Pembina Pipeline Corporation has announced:
that it has closed its previously announced public offering of 6,000,000 cumulative redeemable rate reset class A preferred shares, series 3 (the “Series 3 Preferred Shares”) for aggregate gross proceeds of $150 million (the “Offering”).
The Offering was first announced on September 23, 2013 when Pembina entered into an agreement with a syndicate of underwriters led by RBC Capital Markets and Scotiabank.
Proceeds from the Offering will be used to partially fund capital projects, to reduce short-term indebtedness and for other general corporate purposes of the Company and its affiliates.
The Series 3 Preferred Shares will begin trading on the Toronto Stock Exchange today under the symbol PPL.PR.C.
PPL.PR.C is a FixedReset, 4.70%+260 announced September 23. It will be tracked by HIMIPref™ but relegated to the Scraps index on credit concerns.
The issue traded 232,472 shares today in a range of 24.44-54 before closing at 24.45-50, 16×22. Vital statistics are:
PPL.PR.C | FixedReset | YTW SCENARIO Maturity Type : Limit Maturity Maturity Date : 2043-10-02 Maturity Price : 22.94 Evaluated at bid price : 24.45 Bid-YTW : 4.57 % |
Am I right in detecting a disconnect between PPL.PR.A and PPL.PR.C?
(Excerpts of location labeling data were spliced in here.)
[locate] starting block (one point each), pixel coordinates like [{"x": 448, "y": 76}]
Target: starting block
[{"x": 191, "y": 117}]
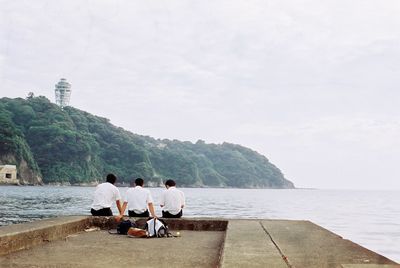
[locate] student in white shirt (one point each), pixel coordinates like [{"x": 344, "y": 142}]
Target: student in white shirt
[
  {"x": 138, "y": 199},
  {"x": 106, "y": 193},
  {"x": 172, "y": 201}
]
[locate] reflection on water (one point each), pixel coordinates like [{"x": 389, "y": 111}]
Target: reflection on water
[{"x": 369, "y": 218}]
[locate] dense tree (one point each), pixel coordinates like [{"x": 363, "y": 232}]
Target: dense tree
[{"x": 72, "y": 146}]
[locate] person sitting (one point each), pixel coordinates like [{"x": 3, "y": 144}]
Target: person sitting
[
  {"x": 138, "y": 200},
  {"x": 172, "y": 201},
  {"x": 106, "y": 193}
]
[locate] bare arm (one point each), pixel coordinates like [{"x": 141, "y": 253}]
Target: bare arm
[
  {"x": 152, "y": 212},
  {"x": 124, "y": 207},
  {"x": 121, "y": 212}
]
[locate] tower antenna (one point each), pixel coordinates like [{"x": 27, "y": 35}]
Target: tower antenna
[{"x": 63, "y": 92}]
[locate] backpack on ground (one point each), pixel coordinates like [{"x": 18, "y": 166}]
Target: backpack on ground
[
  {"x": 157, "y": 228},
  {"x": 123, "y": 226}
]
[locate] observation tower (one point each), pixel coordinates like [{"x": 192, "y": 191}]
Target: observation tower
[{"x": 63, "y": 92}]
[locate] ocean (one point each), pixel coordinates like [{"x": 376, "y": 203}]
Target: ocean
[{"x": 368, "y": 218}]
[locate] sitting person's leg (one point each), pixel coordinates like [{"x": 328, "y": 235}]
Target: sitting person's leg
[
  {"x": 101, "y": 212},
  {"x": 132, "y": 213},
  {"x": 166, "y": 214}
]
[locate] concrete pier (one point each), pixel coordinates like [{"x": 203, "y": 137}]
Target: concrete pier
[{"x": 82, "y": 241}]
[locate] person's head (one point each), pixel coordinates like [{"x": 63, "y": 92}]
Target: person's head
[
  {"x": 139, "y": 182},
  {"x": 111, "y": 178},
  {"x": 170, "y": 183}
]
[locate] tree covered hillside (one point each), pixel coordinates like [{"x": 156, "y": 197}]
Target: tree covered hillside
[{"x": 73, "y": 146}]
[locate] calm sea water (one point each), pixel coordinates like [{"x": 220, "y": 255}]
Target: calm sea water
[{"x": 369, "y": 218}]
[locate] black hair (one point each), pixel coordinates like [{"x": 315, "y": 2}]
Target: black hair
[
  {"x": 139, "y": 181},
  {"x": 170, "y": 183},
  {"x": 111, "y": 178}
]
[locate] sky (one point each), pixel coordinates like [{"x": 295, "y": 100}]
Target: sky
[{"x": 312, "y": 85}]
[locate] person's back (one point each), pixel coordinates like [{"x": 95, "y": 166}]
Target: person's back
[
  {"x": 172, "y": 201},
  {"x": 104, "y": 196},
  {"x": 138, "y": 199}
]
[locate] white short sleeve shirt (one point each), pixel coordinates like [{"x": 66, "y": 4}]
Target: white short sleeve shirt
[
  {"x": 172, "y": 200},
  {"x": 138, "y": 198},
  {"x": 105, "y": 195}
]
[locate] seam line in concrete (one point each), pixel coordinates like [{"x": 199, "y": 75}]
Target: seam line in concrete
[{"x": 285, "y": 259}]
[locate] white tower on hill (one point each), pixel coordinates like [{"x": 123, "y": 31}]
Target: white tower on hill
[{"x": 63, "y": 92}]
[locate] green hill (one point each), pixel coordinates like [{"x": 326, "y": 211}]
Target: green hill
[{"x": 72, "y": 146}]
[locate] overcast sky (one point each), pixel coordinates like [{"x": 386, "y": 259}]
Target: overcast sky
[{"x": 312, "y": 85}]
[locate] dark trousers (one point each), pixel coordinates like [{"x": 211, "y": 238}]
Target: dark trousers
[
  {"x": 166, "y": 214},
  {"x": 101, "y": 212},
  {"x": 132, "y": 213}
]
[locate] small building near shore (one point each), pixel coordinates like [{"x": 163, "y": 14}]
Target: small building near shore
[{"x": 8, "y": 174}]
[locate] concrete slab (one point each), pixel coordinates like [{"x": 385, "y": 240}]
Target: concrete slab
[
  {"x": 247, "y": 245},
  {"x": 308, "y": 245},
  {"x": 26, "y": 235},
  {"x": 101, "y": 249},
  {"x": 370, "y": 266}
]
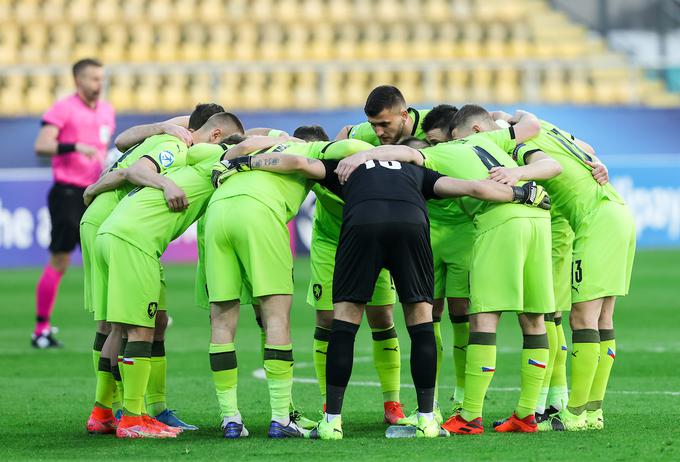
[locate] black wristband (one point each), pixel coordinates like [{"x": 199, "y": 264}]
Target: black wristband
[{"x": 65, "y": 148}]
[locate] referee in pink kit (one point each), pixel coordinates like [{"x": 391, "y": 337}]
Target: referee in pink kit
[{"x": 75, "y": 133}]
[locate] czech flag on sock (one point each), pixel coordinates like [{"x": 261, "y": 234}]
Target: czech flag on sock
[{"x": 533, "y": 362}]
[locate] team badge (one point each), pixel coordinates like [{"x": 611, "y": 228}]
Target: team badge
[
  {"x": 317, "y": 291},
  {"x": 167, "y": 158}
]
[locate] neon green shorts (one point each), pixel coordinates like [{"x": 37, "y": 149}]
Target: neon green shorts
[
  {"x": 246, "y": 246},
  {"x": 126, "y": 285},
  {"x": 451, "y": 251},
  {"x": 604, "y": 249},
  {"x": 511, "y": 268},
  {"x": 562, "y": 244},
  {"x": 88, "y": 234},
  {"x": 322, "y": 260}
]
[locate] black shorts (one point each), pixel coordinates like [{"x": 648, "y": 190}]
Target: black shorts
[
  {"x": 403, "y": 248},
  {"x": 66, "y": 206}
]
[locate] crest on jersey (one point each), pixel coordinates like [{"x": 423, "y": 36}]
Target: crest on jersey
[
  {"x": 167, "y": 158},
  {"x": 317, "y": 291},
  {"x": 152, "y": 309}
]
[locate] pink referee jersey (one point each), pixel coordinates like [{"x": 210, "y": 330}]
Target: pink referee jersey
[{"x": 79, "y": 123}]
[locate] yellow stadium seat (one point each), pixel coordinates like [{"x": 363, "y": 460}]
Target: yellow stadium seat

Either the former is overvalued, or the latter is undervalued (underwriters dumping, maybe)?
I think there’s a little disconnect, but nothing entirely out of this world. PPL.PR.A (4.25%+247) is bid at 24.05 to yield 4.48% to perpetuity – nine bp less than PPL.PR.C.
My back of the envelope current yield:
PPL.PR.A pays 4.25% at par, 4.42% @ $24.05
PPL.PR.C pays 4.7% at par, 4.8% @ $24.45
Current yield difference 38 bps.
The former has a reset spread of 247 bps, the latter 260bps.
Finally, in http://www.prefblog.com/?p=23132, you called PPL.PR.C fairly priced relative to PPL.PR.A, which resets at +247 and trades a little under $24. Fairly priced at par implies a decent discount some 60 cents better in relative price difference, at least for a penny pincher like myself.